Writing recently in The Guardian, Robert Booth suggested that all the critique that The Spirit Level received since its publication was orchestrated by right-wing think tanks that were disturbed by the idea of inequality gaining currency. But Booth is wrong to dismiss the critique, it’s the left’s own cynicism about progress that has allowed the right to monopolise the discussion on economic growth. The Spirit Level’s suggestion that there will be no further benefit to economic growth in the west has played right into the hands of its right-wing critics. The pseudo-science in The Spirit Level was easy to challenge, but far more insidious is its suggestion that there is no benefit to further economic growth in the west.


Let’s examine this in relation to architecture to illustrate this point. House building in the UK has fallen to historic lows: since 1981 the number of homes built has fallen short of the increase in households. In the last three years, house building has fallen to its lowest annual rate since 1946. There is now a backlog caused by years of undersupply illustrating the previous government’s insufficient housing projections.

The main cause of the decline was government policy, under both Labour and Conservative administrations, with the private sector unable to compensate for the shortfall. This contributed to the large increases in house prices seen over the past two decades. But inflation in house prices cannot be equated with real growth. Government after government failed to increase the house building figures, reflecting one important side of the decline of productivity of the British economy.


Architects in turn have withdrawn almost completely out of the housing debate. Le Corbusier used to agitate and lobby politicians to allow him to realise his visionary schemes.

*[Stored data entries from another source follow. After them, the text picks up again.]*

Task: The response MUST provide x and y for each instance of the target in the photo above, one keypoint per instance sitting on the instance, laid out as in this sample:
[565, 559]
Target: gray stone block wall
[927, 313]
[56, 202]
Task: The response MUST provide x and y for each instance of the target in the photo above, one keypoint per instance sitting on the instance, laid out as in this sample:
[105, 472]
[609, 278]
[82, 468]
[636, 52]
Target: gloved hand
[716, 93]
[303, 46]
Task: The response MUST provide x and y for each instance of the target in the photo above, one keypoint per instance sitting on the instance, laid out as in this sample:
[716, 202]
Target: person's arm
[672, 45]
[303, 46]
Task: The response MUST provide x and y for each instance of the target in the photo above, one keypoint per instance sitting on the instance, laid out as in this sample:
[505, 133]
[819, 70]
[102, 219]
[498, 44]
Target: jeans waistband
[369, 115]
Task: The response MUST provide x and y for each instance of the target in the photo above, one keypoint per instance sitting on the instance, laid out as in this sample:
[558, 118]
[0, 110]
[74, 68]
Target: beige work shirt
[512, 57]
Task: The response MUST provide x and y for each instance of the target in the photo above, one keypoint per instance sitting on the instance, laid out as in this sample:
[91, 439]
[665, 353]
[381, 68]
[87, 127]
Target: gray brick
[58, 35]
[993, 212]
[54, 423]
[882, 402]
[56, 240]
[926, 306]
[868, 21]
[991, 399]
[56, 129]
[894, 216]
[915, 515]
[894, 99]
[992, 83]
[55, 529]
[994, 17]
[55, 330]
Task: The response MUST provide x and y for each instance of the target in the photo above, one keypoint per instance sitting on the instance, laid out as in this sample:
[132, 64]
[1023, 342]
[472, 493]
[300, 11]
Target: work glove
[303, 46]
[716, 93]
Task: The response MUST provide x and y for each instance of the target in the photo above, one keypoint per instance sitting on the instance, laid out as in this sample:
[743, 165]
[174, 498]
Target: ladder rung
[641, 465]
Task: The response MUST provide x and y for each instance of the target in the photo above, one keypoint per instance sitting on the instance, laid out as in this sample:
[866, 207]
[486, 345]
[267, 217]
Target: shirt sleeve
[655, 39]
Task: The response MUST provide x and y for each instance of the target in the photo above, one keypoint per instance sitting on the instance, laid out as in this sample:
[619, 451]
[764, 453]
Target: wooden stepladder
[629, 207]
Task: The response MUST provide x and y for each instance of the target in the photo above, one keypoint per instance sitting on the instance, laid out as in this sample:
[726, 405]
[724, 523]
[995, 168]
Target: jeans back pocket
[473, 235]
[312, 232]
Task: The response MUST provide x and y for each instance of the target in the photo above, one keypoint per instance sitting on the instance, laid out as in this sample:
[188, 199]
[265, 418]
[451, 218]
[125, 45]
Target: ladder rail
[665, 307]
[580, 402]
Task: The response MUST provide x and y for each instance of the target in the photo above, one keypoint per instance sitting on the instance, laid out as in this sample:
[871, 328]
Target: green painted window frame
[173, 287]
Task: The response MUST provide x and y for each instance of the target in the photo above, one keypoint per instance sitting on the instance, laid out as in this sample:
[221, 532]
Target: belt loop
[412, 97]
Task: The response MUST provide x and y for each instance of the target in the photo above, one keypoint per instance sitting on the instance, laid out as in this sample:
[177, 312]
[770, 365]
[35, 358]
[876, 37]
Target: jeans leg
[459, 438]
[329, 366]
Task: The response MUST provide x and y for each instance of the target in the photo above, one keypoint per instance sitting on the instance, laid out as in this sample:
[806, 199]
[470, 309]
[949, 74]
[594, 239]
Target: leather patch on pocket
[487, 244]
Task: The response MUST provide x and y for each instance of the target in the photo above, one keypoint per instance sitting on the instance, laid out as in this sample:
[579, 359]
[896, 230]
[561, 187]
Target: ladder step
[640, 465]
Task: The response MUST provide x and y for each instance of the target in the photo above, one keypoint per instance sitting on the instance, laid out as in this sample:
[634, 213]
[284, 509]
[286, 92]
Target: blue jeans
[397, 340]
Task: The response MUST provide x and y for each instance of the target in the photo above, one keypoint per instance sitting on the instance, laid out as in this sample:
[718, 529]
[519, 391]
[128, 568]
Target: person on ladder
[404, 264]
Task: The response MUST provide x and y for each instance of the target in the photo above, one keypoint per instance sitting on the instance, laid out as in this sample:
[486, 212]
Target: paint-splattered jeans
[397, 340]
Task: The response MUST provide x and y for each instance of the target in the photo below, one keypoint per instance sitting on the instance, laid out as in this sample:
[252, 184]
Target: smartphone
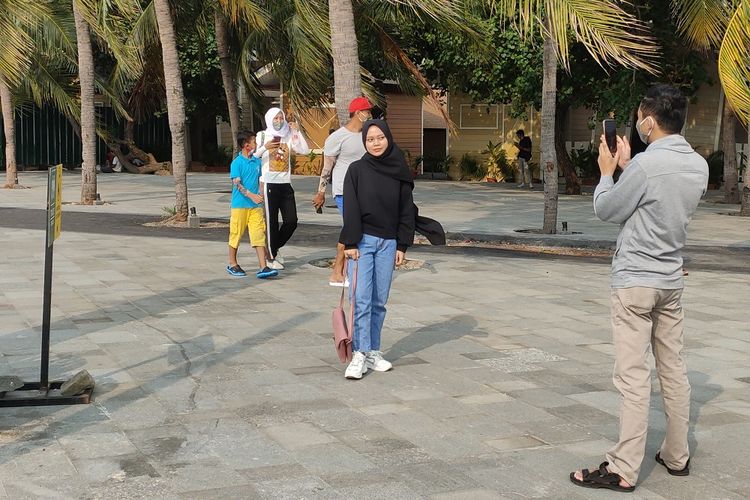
[610, 134]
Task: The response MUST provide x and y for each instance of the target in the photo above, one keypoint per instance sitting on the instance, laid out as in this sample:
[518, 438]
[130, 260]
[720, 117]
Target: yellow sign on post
[54, 203]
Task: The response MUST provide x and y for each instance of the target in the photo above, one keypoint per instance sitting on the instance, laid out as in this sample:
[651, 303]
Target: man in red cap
[342, 147]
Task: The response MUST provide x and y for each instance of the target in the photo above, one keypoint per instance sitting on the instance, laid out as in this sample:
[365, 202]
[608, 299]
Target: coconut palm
[15, 17]
[175, 104]
[37, 46]
[88, 113]
[243, 16]
[380, 18]
[726, 25]
[100, 19]
[610, 34]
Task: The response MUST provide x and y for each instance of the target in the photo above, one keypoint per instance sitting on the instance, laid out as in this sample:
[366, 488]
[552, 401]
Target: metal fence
[46, 137]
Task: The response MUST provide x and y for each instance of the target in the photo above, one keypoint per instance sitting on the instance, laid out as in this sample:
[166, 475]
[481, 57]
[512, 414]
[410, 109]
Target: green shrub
[585, 161]
[497, 164]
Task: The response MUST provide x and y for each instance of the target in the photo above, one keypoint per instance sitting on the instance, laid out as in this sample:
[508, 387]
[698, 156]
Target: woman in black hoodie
[379, 220]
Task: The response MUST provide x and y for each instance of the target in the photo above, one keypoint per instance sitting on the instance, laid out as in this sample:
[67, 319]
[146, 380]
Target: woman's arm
[351, 233]
[407, 217]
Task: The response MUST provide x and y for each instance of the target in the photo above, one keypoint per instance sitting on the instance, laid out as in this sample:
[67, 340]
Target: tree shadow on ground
[434, 334]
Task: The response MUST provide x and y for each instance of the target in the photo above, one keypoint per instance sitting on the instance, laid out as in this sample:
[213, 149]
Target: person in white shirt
[275, 146]
[342, 147]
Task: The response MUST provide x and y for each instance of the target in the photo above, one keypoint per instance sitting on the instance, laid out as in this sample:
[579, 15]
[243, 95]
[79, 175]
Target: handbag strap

Today we’re content with building small housing projects here and there in a self-congratulatory manner that celebrates the ‘sensitivity’ of the design, entirely oblivious to the fact that all those superficial additions barely make any impact. There is a huge opportunity out there but a combination of lack of political will and a bankruptcy in architecture thinking means that there is little chance of actually addressing housing undersupply.

But things are different elsewhere. The trouble with Tuca Vieira’s photograph is that it tells just a small part of the story it means to represent. A photograph is but a frozen moment of time purposefully clipped from the real world. I like to think of it as depicting a moment in Brazil’s history that will soon be gone forever. Behind the scene, the Brazilian economy continues to grow


at a phenomenal rate accompanied by an astounding housing boom. Over the past few years, millions of Brazilians bought their own homes for the first time and there is a palpable sense of dynamism in the country. Places like Paraisópolis will disappear eventually as Brazil continues its progress.

But let’s pause and consider how the West sees the development of Brazil. When the BBC recently reported on the housing boom there, its tone was doom-laden with frequent warnings about how this transformation can go wrong. The West has become so uncomfortable with the idea of progress that it constantly projects its own insecurities onto other societies. Thankfully, such dour interventions are ignored by countries like Brazil and China intent on lifting their populations out of poverty and ensuring a prosperous future.


By all means, let’s elevate equality as a political ambition but let’s not divorce it from material progress. In the topsy-turvy world of The Spirit Level, we can demolish the high-rise apartments and extend the favela over its remains and somehow this will magically resolve all the problems implied by the photograph. In fact, such projects are already being designed at architecture schools in the UK; the ‘stylish slum’ has become a genre of its own. But if we are serious about equality, we must be more ambitious. The genuine challenge for architects today is to imagine new ways of building cities that would allow us to provide decent housing for a growing population, the image of Paraisópolis is a reminder of how pressing this task is. Architecture or revolution? Let’s choose a revolution in architecture.